The social networking market was launched in early 1997 by SixDegrees.com, the first website to combine features that existed on other websites at the time: User profiles, listing of “friends,” and the ability to browse friends’ lists, “placing your Rolodex in a central location,” as its founder Andrew Weinreich said at the time. With 3.5 million users, in 1999 it was bought by YouthStream Media Networks which shut it down a year later.
There were many other early movers around the world, but the two prominent ones—and for a while, very successful—were Friendster and MySpace.
“One of the biggest disappointments in Internet history,” Friendster was launched in 2002 and reached 3 million users in a few months. It was sold in 2009 to one of Asia’s largest Internet companies, MOL Global, reaching at its peak 115 million users, mostly in Asia. Friendster was shut down in 2015.
“Many early adopters left [Friendster] because of the combination of technical difficulties, social collisions, and a rupture of trust between users and the site,” said danah boyd at the time. The major beneficiary of these defections was MySpace, launched in 2003.

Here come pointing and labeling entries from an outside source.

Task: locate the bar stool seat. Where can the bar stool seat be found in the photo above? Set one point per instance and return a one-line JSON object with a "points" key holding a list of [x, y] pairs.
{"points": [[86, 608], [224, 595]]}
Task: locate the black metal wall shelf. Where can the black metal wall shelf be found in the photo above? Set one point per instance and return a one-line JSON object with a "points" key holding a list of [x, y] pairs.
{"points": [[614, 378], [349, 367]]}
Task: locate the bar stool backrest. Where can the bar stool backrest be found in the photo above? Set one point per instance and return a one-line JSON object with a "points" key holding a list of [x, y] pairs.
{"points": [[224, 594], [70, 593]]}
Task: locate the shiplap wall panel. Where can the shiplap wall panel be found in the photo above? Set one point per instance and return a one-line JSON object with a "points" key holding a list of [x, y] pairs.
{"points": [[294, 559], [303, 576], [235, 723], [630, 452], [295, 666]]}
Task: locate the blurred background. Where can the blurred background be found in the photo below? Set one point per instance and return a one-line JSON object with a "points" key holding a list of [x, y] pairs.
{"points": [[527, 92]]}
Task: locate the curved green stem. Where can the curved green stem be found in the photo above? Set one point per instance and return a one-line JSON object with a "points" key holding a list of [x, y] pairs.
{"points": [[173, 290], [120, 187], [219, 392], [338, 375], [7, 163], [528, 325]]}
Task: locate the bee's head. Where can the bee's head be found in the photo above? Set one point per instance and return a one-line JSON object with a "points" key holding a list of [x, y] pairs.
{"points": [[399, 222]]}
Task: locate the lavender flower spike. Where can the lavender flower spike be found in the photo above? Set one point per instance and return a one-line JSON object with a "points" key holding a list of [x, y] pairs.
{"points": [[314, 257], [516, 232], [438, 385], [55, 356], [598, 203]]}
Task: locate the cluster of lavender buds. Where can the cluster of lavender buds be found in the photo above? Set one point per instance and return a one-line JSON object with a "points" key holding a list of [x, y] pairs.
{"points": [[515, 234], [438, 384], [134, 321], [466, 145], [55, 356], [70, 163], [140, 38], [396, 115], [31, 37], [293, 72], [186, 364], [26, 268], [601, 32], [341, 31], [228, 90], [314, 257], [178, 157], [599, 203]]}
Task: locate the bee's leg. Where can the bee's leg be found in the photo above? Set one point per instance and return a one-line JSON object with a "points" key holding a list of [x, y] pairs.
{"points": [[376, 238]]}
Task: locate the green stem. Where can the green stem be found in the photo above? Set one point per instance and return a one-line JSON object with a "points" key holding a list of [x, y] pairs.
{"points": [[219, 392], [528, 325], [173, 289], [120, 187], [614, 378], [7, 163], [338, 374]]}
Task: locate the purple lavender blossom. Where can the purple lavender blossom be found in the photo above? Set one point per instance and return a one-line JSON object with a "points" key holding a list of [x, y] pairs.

MySpace did not restrict membership in its network, allowed users to customize their pages and to make them public, and continuously added features based on user demand. By the time The Facebook launched at Harvard University in February 2004, MySpace had more than a million users and was becoming America’s dominant social network.
In 2005, MySpace—and its 25 million users—was sold to News Corp. The next year, it reached 100 million users and surpassed Google as the most visited website in the U.S. But it also started to run into serious problems. “Its new owner,” writes Tom Standage in Writing on the Wall, “treated it as a media outlet rather than a technology platform and seemed more interested in maximizing advertising revenue than in fixing or improving the site’s underlying technology.”
In April 2008, MySpace was overtaken by Facebook in terms of the number of unique worldwide visitors, and in May 2009, in the number of unique U.S. visitors. Why did Facebook become the largest and most dominant player in the social networking market?
In business, timing is everything. There is no early-mover advantage, just as there is no late-mover advantage. In Facebook’s case, the market was ready with rising broadband availability and Internet participation by an increasingly diverse audience (meaning entire families could participate in a social network). Early social networks already conditioned consumers to the idea (and possible benefits) of social networking. They also provided Facebook with a long list of technical and business mistakes to avoid.
A major lesson was controlled growth. Avoiding the strong temptation, especially when a social network is concerned, to grow very rapidly, Facebook started as a Harvard-only network, then expanded gradually, in stages, to other universities, high-schools, and corporate users, requiring a verified email address. This—and its clean and non-customizable design—allowed it to establish a reputation as a “safe space,” in contrast to MySpace. Only in September 2006 it opened membership to anyone aged 13 or older.
Controlled growth also meant gradually building a robust and reliable technology infrastructure, avoiding the technical problems that plagued its competitors. Its initial success and reputation helped attract smart and experienced engineers that invented new tools and technologies allowing Facebook to build its proprietary technology platform, optimized to handle the demanding requirements of serving (eventually) hundreds of millions of users simultaneously.
Having smart engineers also help in developing products not for the sake of developing products that engineers love, but that delight users and keep them coming for more. But constantly adding new features to Facebook was not only the product of innovative minds. It was driven by the ruthless competitive spirit of the company’s leadership. That meant copying competitors’ and potential competitors’ best features. Or buying them (and their teams) outright.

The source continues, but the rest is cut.